The Shame Game
Forcing another person to change using the razor-sharp, double-edge sword of shame cuts you and them down simultaneously. It boomerangs as fast as an Aboriginal Australian huntsman can throw it, and only makes you feel worse.
You cannot beat shame at its own game.
Shaming someone into “right” behavior never works. Education, empowerment, and truthful discussions encourage accountability which lead to change, personally and collectively. The Shame Game does not.
We stop judging and shaming others when we stop judging and shaming ourselves. This is the supreme spiritual axiom: If I do not judge and shame myself, I will not judge and shame you. Conversely, if I judge and shame you, I am judging and shaming myself. We see each other as ourselves, whether it’s positively or negatively.
How I see me is how I see you, and how I see you is how I see me.
Intelligence is not enough. We may cognitively know we are one and that hurting you is hurting me, but we continue to hurt each other because we don’t care enough about ourselves deep in our souls. We shame others because we are comfortable shaming ourselves. We feel like we deserve to be shamed. When we are filled with self-love, self-respect, and healthy self-worth we treat one another well because we are treating ourselves well.
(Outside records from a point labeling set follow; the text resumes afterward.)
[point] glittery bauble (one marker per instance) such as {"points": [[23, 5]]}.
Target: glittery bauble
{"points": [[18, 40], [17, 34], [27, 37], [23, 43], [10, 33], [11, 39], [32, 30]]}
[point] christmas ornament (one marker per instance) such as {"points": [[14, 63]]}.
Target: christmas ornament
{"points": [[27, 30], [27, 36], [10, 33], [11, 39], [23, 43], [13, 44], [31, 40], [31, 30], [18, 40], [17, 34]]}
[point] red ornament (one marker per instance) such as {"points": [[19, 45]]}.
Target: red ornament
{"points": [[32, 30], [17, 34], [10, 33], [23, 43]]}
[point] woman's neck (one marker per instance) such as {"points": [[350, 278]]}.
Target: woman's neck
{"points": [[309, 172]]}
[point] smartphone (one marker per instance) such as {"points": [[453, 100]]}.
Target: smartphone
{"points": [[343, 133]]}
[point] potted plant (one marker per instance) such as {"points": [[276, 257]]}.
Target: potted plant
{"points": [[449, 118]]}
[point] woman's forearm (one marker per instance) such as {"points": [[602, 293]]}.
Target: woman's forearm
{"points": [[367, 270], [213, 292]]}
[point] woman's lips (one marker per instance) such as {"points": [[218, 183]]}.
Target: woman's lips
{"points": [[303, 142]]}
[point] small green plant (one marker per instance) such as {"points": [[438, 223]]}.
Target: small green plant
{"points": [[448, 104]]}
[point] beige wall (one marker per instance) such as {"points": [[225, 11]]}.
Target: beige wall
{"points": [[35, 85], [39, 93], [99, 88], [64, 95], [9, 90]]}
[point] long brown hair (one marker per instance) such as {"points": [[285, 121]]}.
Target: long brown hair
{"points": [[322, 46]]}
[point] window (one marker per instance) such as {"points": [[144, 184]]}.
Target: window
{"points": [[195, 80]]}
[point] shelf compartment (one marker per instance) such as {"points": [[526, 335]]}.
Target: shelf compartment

If I love myself, I no longer seek to hurt you because I no longer seek to hurt myself.
Difficult conversations offer a great opportunity to determine if you are still playing The Shame Game, and if you truly love yourself. You can act loving, and kind, and the other person may still be playing the game. Sometimes our best intentions are just that, intentions; they do not produce the desired effect. If you leave a difficult conversation feeling judged, shamed, or unheard you may want to act out with vengeance. Overcome the urge. If you react poorly, it says much about where you sit on your spectrum of self-worth.
Do not retaliate by using the same weapon to hurt the one who hurt you.
The phrase “Two wrongs don’t make a right” has stood the test of time for a reason. We’ve been passing this wisdom down for thousands of years, probably since the Egyptians were building pyramids, but we ignore it. Why? We choose to inflict pain through retaliation for a momentary ego boost which always fades, forcing us to repeat the fiendish pattern.
We settle comfortably into a delusive chariot of pride, disconnection at the wheel and justification riding shotgun while the divide grows wider.
Let’s go further: Where does this deep-seated desire for revenge come from and why does it drive behavior in much of our interaction? I have come to believe it is a desperate attempt to increase individual self-worth, and some people go to painstaking lengths to feel above another. Instead of acting with love it feels as if we are strutting around bullying each other: on the roads, when not walking fast enough on the street, when trying to get someone to do what we want them to do. Most disturbingly, on the playground.
Understanding that low self-worth is keeping us in a state of shame is great awareness on humanity’s part, but what good is it to know without addressing and eradicating it? When does The Shame Game end? Can we end it? I believe we can.
I wouldn’t be writing this if I didn’t think we had the power to smash it in its tracks.